The number of these employees being called back to work by the agency in order to process tax returns will be quickly expanding to about 46,000. And, while these employees will be paid once the shutdown ends, they apparently will not be paid until that occurs.
“There is no doubt the IRS needs to get ready for the 2019 filing season that starts Jan. 28, and IRS employees want to work. But the hard, cold reality is that they’ve already missed a paycheck and soon they’ll be asked to work for free for as long as the shutdown lasts,” according to NTEU’s National President, Tony Reardon.
Request Denied in Court
In a press release, the union contended, “The mass call back of IRS workers illustrates why NTEU’s lawsuit challenging the administration’s expanding effort to spend money that Congress has not appropriated is timely.”

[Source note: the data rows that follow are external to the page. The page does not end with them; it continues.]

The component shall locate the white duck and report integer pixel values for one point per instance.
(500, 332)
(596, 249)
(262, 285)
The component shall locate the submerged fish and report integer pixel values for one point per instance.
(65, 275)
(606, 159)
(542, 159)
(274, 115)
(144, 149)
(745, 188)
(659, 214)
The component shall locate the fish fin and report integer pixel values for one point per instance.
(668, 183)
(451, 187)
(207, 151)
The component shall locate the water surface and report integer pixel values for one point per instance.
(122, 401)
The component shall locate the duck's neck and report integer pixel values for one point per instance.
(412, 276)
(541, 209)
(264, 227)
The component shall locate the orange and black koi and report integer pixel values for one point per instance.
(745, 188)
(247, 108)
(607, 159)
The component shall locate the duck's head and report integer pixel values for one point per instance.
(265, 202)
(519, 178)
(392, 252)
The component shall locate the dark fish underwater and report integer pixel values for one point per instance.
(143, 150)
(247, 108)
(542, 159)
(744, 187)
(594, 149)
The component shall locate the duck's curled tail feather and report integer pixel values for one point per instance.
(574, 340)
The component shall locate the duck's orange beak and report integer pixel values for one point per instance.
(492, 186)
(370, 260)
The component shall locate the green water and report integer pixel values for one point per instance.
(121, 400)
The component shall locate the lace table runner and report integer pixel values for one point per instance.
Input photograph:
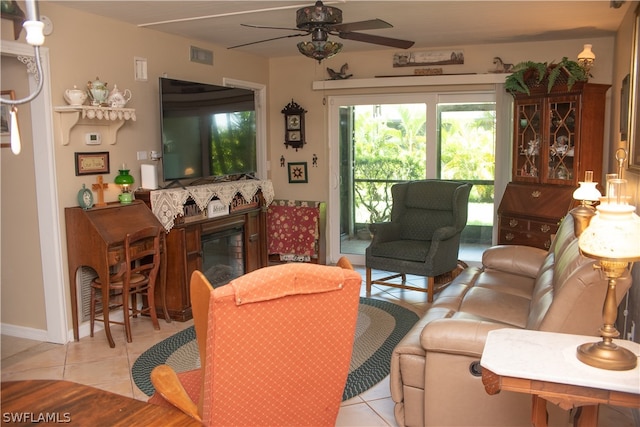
(167, 204)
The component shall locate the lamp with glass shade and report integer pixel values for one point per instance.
(587, 194)
(125, 180)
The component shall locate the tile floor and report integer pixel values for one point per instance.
(90, 361)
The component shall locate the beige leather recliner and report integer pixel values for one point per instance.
(435, 378)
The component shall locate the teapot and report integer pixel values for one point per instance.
(98, 92)
(118, 99)
(75, 96)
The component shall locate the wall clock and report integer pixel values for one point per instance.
(85, 198)
(294, 125)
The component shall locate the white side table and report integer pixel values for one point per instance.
(544, 364)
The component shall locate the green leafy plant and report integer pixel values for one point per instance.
(525, 72)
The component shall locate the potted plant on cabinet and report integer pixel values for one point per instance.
(530, 74)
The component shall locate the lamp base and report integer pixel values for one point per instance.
(607, 356)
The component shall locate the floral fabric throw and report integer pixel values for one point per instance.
(292, 229)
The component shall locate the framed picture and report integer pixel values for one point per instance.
(92, 163)
(633, 134)
(298, 173)
(5, 118)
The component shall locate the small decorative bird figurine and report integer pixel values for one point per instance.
(339, 75)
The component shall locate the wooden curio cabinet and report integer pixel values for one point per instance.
(558, 136)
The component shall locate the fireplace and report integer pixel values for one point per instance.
(223, 255)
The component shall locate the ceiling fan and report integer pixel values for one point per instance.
(321, 21)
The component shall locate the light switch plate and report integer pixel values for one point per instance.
(92, 138)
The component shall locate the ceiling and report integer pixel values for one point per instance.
(431, 24)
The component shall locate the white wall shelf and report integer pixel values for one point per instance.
(442, 79)
(69, 116)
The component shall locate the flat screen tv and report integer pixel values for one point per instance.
(207, 131)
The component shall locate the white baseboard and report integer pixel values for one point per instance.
(24, 332)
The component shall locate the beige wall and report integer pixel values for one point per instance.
(84, 46)
(292, 77)
(21, 272)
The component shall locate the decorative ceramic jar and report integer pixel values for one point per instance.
(118, 99)
(98, 92)
(75, 96)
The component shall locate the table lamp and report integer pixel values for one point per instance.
(124, 180)
(587, 194)
(612, 238)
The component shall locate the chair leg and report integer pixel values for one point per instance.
(430, 285)
(125, 312)
(134, 304)
(151, 303)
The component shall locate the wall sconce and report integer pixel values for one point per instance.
(587, 58)
(587, 194)
(124, 180)
(35, 37)
(611, 238)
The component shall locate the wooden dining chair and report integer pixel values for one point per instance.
(275, 348)
(136, 275)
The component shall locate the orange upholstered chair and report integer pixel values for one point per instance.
(275, 348)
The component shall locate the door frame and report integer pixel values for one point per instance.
(504, 104)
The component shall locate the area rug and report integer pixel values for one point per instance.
(381, 325)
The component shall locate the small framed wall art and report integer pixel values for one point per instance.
(92, 163)
(298, 173)
(5, 118)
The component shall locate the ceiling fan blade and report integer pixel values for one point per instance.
(372, 24)
(370, 38)
(270, 28)
(268, 40)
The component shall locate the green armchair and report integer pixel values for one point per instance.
(423, 236)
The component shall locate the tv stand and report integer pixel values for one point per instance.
(174, 183)
(185, 237)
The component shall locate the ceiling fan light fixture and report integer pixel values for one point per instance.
(319, 50)
(318, 14)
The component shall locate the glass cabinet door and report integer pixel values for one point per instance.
(562, 140)
(527, 162)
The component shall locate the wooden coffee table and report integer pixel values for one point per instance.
(53, 401)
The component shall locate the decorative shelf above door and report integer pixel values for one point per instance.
(112, 118)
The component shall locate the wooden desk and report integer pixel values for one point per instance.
(95, 238)
(545, 365)
(26, 402)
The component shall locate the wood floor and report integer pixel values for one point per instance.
(90, 361)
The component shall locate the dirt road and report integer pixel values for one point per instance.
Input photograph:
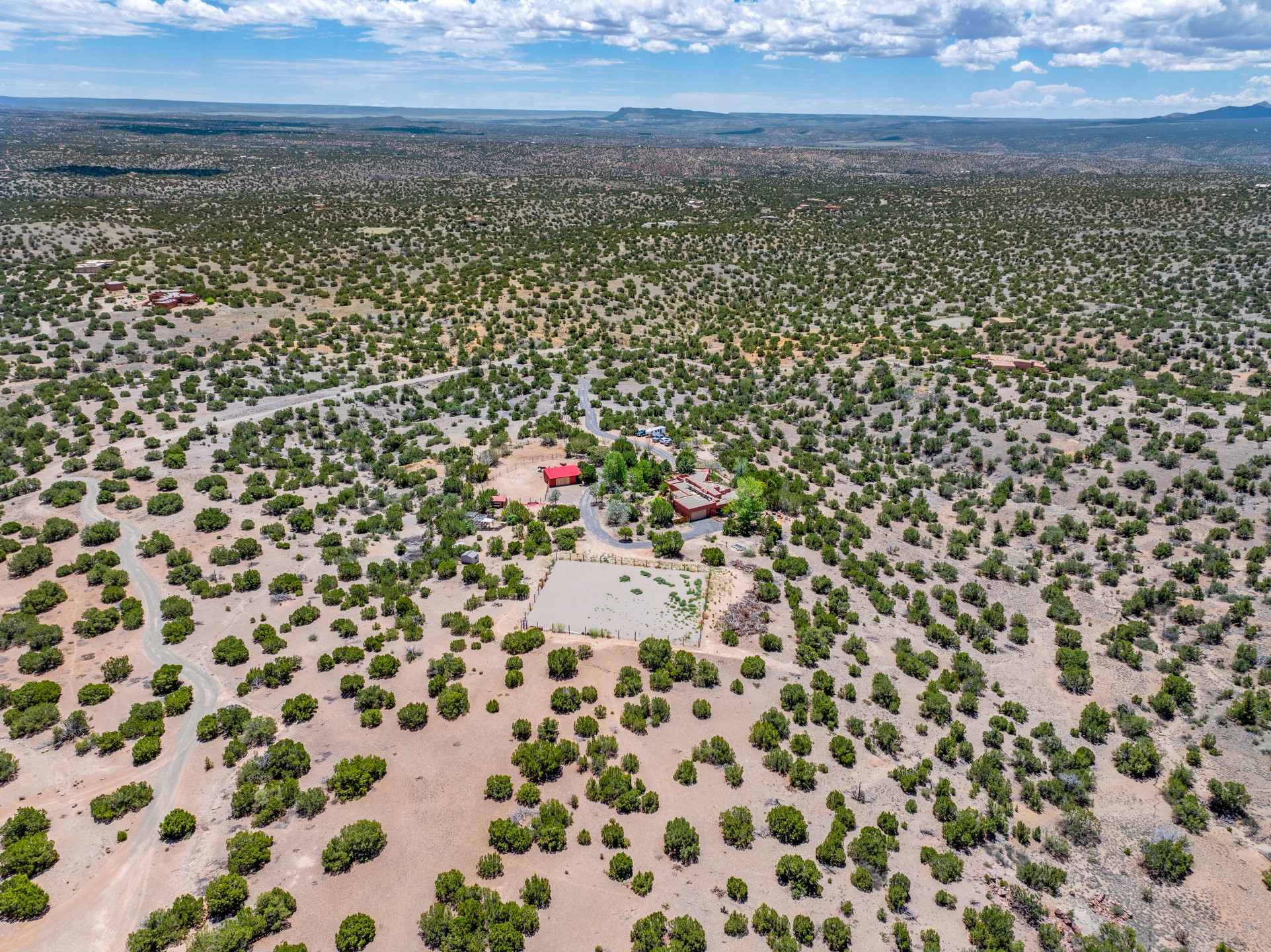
(100, 918)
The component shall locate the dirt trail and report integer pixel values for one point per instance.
(100, 918)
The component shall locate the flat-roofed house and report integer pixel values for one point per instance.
(567, 475)
(698, 495)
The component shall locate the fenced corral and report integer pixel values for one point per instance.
(596, 595)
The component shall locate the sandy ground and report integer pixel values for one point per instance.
(584, 596)
(431, 800)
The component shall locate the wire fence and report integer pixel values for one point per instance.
(617, 559)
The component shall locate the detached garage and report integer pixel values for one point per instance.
(562, 476)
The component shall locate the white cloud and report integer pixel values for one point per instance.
(979, 55)
(1027, 95)
(974, 34)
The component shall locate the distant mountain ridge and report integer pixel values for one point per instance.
(627, 114)
(1258, 111)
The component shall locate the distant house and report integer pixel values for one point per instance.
(171, 298)
(93, 266)
(562, 476)
(698, 495)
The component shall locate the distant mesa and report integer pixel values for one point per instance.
(110, 171)
(636, 114)
(425, 131)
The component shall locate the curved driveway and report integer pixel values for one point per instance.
(99, 917)
(592, 520)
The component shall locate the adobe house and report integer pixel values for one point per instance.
(567, 475)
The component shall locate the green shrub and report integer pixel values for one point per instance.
(165, 505)
(126, 800)
(231, 651)
(354, 777)
(248, 852)
(356, 932)
(413, 717)
(99, 533)
(680, 840)
(20, 899)
(225, 896)
(1167, 858)
(358, 843)
(177, 825)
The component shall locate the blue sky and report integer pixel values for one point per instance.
(982, 58)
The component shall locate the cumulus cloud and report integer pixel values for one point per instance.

But, in a decision issued on January 18, 2019, the court denied a request for a temporary restraining order (TRO) concluding “it would be profoundly irresponsible under these circumstances….for me to grant that TRO. At best, it would create chaos and confusion—at worst, catastrophe!”
While he denied the requests for a TRO, the judge has ordered an expedited court schedule for the plaintiffs to brief their pending motions seeking a preliminary injunction. Oral argument is scheduled for January 31st.
Labor Agreement May Impact Tax Refunds
The union is now raising the possibility that a number of employees will not return to work as ordered by the federal government to process the tax returns.
“After a month with no pay, real hardship does exist for IRS employees including not having the money needed to get back and forth to work or to pay for the child care necessary to return to work right now,” the NTEU president said in a statement to CBS MoneyWatch.
The labor contract between the IRS and NTEU has a separate article on furloughs. The union agreement reads:
All Service employees will be furloughed except for those employees performing excepted functions or those employees whose positions are exempt….The Employer will consider an employee’s request not to work due to a hardship.
According to the Washington Post, a few hundred employees have requested and received a hardship exemption. How many additional employees may use this as a way to avoid returning to work with the latest recall remains to be seen. The agency does not have to approve an employee’s request, although denying the request could lead to the filing of a grievance and an arbitration hearing at some point. Presumably, the argument would be made that the agency did not adequately consider an employee’s hardship in denying the request.
Since the employees are not being paid until after the shutdown ends, a hardship request would likely entail an agency employee working temporarily at another job in order to have an income during the shutdown.
The longer the shutdown continues, the more frequently issues such as this will show up in different agencies. Hopefully, Congress will work with the president to reach a resolution sooner rather than later.